|Paris, 13th July 2016
The bleak OECD Agricultural Outlook 2016-2025 shows that the current CAP is no longer appropriate!
“The period of high agricultural prices is probably coming to an end” this is the main message put forward by the OECD and FAO early July in the annual report, “Agricultural Outlook 2016-2025” which concentrates on the evolution of agricultural markets.
“The [...] factors behind this trend are the strong increase in supply over several years, the decline in demand due to the global economic crisis, the decline in oil prices and the continued accumulation of stocks […]”.
This is a major break from the discourse on which the Commission has based its guidelines for the CAP for the past 10 years which consists in believing the prospect of 9 billion mouths to feed by 2050 will result in higher agricultural prices.
Of course, we can only draw satisfaction from such a change in terms of studies identifying available arable land or the progression in yields that show the extent of the global productive potential. But revising recommendations in terms of agricultural policies still remains to be done!
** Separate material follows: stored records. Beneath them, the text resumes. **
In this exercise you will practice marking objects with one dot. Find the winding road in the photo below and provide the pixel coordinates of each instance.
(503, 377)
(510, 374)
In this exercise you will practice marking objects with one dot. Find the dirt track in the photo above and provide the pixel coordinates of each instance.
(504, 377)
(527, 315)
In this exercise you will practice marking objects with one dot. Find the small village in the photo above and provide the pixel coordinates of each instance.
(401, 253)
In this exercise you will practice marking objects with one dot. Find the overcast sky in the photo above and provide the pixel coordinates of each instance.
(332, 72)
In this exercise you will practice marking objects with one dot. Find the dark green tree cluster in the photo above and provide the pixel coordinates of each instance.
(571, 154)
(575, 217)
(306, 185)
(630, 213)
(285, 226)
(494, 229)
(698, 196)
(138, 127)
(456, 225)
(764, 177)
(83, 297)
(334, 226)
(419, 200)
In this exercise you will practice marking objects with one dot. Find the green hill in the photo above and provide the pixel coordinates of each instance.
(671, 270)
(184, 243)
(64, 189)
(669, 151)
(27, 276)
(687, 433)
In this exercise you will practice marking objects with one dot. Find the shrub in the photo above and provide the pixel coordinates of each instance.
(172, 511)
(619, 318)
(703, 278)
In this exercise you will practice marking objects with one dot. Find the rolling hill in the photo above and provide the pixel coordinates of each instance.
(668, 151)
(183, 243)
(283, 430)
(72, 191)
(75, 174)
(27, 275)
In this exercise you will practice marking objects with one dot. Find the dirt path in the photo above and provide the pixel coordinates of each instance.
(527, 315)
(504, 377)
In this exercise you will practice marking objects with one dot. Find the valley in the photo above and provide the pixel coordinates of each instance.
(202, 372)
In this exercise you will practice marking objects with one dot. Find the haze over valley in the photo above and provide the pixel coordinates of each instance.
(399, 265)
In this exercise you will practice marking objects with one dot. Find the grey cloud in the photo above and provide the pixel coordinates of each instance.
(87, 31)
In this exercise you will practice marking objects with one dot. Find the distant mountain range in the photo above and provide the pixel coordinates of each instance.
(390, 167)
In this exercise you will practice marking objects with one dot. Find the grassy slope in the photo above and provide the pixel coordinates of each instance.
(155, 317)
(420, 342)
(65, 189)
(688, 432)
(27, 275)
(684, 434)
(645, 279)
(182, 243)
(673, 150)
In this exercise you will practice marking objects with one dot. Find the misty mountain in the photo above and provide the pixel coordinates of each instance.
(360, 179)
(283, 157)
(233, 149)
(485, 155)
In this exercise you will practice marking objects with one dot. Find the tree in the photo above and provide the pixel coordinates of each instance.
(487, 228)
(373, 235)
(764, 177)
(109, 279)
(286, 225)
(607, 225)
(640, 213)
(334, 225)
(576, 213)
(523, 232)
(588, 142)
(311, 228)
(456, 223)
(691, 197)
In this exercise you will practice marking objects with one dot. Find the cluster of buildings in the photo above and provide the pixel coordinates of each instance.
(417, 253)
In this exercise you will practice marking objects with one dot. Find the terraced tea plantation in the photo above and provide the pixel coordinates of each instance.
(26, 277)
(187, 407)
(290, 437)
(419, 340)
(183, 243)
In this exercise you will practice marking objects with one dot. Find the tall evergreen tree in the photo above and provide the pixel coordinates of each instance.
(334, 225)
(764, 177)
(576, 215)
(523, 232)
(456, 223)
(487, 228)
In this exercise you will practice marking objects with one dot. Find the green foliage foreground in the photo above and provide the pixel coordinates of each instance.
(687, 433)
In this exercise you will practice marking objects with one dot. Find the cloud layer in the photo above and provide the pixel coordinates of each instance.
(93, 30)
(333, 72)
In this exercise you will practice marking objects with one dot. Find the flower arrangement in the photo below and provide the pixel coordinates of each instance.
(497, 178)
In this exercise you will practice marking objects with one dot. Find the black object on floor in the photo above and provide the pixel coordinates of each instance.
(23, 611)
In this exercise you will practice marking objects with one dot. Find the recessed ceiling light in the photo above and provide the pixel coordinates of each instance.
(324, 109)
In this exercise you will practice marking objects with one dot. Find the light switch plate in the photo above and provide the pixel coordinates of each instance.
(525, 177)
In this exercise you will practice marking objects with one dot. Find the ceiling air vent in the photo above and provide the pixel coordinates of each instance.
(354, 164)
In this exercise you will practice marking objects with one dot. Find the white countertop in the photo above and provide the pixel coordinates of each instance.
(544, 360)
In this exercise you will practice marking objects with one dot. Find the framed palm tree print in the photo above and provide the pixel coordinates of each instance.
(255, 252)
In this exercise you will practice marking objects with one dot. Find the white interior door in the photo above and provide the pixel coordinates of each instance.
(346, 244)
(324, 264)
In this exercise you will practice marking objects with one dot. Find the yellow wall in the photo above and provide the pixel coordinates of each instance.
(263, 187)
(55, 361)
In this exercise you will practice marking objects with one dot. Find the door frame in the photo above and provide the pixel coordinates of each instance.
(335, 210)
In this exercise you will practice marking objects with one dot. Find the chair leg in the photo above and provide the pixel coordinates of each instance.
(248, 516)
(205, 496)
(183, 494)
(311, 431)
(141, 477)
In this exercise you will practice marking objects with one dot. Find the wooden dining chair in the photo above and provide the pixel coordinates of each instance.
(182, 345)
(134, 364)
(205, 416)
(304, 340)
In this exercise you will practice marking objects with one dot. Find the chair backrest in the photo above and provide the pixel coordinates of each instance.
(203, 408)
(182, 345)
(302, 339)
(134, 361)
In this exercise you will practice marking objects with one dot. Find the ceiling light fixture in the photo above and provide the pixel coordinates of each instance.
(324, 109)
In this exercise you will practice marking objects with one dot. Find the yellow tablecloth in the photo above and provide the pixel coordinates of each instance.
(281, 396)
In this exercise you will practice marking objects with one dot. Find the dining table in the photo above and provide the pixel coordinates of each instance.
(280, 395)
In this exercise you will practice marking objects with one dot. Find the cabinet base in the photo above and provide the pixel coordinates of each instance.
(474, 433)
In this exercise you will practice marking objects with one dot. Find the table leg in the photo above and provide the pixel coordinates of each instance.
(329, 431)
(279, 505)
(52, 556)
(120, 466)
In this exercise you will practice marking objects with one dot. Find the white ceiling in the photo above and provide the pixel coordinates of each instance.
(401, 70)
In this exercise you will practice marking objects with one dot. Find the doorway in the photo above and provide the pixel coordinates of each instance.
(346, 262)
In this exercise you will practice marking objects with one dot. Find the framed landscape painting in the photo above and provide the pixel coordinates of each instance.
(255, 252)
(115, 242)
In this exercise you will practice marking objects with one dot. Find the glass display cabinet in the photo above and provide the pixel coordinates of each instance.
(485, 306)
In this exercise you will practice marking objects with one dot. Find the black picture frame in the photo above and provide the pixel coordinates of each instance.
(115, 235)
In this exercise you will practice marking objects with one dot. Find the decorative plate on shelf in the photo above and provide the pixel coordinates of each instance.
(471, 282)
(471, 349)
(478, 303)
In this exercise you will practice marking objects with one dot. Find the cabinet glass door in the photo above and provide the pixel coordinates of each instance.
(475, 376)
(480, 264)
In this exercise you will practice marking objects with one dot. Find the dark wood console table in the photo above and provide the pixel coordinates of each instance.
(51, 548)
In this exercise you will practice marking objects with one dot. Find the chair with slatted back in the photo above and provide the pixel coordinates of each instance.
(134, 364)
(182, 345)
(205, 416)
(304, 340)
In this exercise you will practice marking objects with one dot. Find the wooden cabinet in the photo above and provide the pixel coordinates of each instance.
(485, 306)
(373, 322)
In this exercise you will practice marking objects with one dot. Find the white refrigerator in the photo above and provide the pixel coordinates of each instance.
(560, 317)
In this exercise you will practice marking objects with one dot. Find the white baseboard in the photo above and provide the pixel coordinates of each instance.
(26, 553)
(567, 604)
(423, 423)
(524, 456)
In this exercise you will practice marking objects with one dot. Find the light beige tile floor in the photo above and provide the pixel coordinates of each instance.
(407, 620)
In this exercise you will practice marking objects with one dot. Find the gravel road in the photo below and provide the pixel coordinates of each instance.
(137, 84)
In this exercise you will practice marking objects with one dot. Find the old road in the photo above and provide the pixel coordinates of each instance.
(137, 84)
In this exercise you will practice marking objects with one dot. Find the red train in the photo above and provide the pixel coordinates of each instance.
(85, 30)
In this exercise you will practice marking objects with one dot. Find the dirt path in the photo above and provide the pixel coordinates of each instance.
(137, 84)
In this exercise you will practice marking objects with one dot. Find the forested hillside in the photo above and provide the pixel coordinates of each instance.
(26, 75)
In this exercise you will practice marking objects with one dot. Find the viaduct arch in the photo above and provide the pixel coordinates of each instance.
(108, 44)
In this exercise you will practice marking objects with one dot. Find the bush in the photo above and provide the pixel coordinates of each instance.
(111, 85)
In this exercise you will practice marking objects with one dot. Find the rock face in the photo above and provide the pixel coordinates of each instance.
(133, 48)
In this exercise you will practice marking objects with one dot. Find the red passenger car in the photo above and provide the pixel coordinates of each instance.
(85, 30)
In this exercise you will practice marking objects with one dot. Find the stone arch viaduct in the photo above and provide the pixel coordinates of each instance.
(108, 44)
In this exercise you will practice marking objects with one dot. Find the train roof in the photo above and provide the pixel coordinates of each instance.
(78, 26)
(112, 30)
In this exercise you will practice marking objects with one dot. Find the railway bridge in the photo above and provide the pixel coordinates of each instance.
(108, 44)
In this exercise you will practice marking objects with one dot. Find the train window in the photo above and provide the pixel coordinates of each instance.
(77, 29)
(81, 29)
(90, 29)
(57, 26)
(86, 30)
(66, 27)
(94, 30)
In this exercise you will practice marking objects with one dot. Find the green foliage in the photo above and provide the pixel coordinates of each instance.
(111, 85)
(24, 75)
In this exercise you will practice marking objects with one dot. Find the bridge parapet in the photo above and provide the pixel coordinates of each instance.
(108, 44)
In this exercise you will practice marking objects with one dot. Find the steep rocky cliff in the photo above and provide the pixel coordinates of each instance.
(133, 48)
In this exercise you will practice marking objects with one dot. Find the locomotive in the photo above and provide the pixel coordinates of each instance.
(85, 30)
But the new report says nothing of the end of the commodity “super cycle”, confirming that low prices are not identified as a problem. Worse, agricultural policy recommendations remain unchanged: i.e. increase production... then enter a period of overproduction!
The OECD also continues to anticipate stable prices by 2025, because their predictive model, based on the assumption of market balance, can only predict the evolution of stable prices! And for good reason: there are no major sources of agricultural market instability represented within it: expectations are rational (producers know the price of their crop at planting), everything immediately adjusts (there no fixed costs) and the level of stocks play no role in price formation!
As farmers increasingly have to face uncertain markets, one thing is certain: the CAP is definitely no longer suited to the economic context since the food and financial crises of 2007/2008.